Normally the smell of old produce can be unpleasant, but I can't tell you how happy I was to see the Onion Knight again. And it wasn't merely because Ser Davos, the fingerless former right-hand man of Stannis, appears to have as much trouble reading books as you people think I do. No, the sight of Davos being freed from the Dragonstone dungeon warmed my heart and seasoned this entire excellent episode because it was a reminder of just how wonderful Game of Thrones can be when it digs in instead of spreading out.

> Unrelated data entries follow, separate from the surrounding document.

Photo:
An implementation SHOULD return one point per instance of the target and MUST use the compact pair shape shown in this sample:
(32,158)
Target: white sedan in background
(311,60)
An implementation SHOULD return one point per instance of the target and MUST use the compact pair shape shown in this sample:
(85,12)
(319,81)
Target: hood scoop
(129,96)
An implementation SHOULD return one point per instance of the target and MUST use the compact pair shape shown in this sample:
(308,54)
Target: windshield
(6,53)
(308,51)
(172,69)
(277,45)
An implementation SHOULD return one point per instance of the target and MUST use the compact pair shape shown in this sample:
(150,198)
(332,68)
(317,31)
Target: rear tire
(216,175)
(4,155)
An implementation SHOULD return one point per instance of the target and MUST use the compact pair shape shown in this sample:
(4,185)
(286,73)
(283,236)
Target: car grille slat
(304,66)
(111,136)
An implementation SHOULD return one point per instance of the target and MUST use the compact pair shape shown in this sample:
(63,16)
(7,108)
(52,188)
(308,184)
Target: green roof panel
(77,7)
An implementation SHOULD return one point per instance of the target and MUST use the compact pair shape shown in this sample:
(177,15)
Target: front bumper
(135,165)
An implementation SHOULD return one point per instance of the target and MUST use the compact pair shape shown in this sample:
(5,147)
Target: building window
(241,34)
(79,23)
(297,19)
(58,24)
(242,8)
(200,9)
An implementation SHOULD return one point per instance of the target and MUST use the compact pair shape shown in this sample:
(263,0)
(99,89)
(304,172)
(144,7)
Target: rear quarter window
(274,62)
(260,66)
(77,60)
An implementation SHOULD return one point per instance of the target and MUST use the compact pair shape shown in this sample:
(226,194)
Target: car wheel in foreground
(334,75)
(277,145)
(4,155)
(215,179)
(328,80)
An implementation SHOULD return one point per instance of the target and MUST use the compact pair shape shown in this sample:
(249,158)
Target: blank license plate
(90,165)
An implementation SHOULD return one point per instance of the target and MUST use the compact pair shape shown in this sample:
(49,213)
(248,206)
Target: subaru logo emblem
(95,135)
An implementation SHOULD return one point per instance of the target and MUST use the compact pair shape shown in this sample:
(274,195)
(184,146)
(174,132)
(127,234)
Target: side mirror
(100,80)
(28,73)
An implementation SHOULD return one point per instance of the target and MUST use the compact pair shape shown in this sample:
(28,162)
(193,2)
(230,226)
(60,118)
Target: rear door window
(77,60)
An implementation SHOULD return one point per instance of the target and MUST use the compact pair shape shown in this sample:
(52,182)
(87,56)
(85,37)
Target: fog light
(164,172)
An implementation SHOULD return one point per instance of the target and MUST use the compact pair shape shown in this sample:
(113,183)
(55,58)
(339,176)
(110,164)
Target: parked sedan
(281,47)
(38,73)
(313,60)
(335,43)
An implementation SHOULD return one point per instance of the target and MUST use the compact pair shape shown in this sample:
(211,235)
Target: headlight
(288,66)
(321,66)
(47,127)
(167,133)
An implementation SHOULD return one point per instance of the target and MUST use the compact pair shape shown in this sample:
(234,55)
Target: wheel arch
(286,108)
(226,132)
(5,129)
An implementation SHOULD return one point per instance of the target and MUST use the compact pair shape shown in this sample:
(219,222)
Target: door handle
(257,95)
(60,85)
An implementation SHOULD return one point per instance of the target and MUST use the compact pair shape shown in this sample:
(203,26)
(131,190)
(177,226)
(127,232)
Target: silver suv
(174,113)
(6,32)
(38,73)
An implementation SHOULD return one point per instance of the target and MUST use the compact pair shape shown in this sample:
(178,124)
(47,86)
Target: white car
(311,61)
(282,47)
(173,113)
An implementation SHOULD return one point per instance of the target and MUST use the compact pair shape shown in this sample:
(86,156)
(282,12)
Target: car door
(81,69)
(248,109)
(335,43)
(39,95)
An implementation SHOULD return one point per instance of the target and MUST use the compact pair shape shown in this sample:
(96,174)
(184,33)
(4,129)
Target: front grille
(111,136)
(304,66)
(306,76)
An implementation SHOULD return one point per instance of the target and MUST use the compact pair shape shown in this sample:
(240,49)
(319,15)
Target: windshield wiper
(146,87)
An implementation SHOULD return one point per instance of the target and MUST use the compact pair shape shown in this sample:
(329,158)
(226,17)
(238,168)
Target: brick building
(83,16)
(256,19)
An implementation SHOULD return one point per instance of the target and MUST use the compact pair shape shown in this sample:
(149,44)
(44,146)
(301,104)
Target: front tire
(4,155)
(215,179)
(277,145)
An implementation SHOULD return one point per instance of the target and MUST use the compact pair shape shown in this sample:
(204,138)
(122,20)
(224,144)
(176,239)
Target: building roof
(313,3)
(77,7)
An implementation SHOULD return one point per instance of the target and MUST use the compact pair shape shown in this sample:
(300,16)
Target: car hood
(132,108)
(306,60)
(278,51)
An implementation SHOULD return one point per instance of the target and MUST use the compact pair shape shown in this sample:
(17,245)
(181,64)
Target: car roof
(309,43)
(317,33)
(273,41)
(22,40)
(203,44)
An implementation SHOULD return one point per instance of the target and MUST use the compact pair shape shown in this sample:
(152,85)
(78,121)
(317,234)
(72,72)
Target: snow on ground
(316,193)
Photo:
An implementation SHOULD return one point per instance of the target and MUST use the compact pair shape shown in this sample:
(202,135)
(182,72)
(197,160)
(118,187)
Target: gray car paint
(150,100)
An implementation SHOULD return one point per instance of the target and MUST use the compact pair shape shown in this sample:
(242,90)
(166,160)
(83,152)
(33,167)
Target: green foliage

I've judged the past two weeks harshly not because there wasn't enough action but because there was far too much of it: the camera whooshing from here to there and back again, like a three-eyed raven on a four-day coke binge. Believe me, I understand that the epic scope of this story demands multiple perspectives and myriad narrative threads. Even someone who hasn't read a word of George R.R. Martin's prose can be suitably stunned by the sheer size of the world he's created, the way small butterfly wings of culture, history, and pride beating on one continent can cause empires to fall on another. That Game of Thrones has a tendency to feel diffuse is more a byproduct of the medium than an indictment of the maestro; it's not easy taking a Hound-size plot and cramming it into Arya-size installments every week. Having too many wonderful characters to service is a good problem, one that other showrunners would walk through wildfire to experience. But it is a problem.
Happily, "Second Sons" was all solution.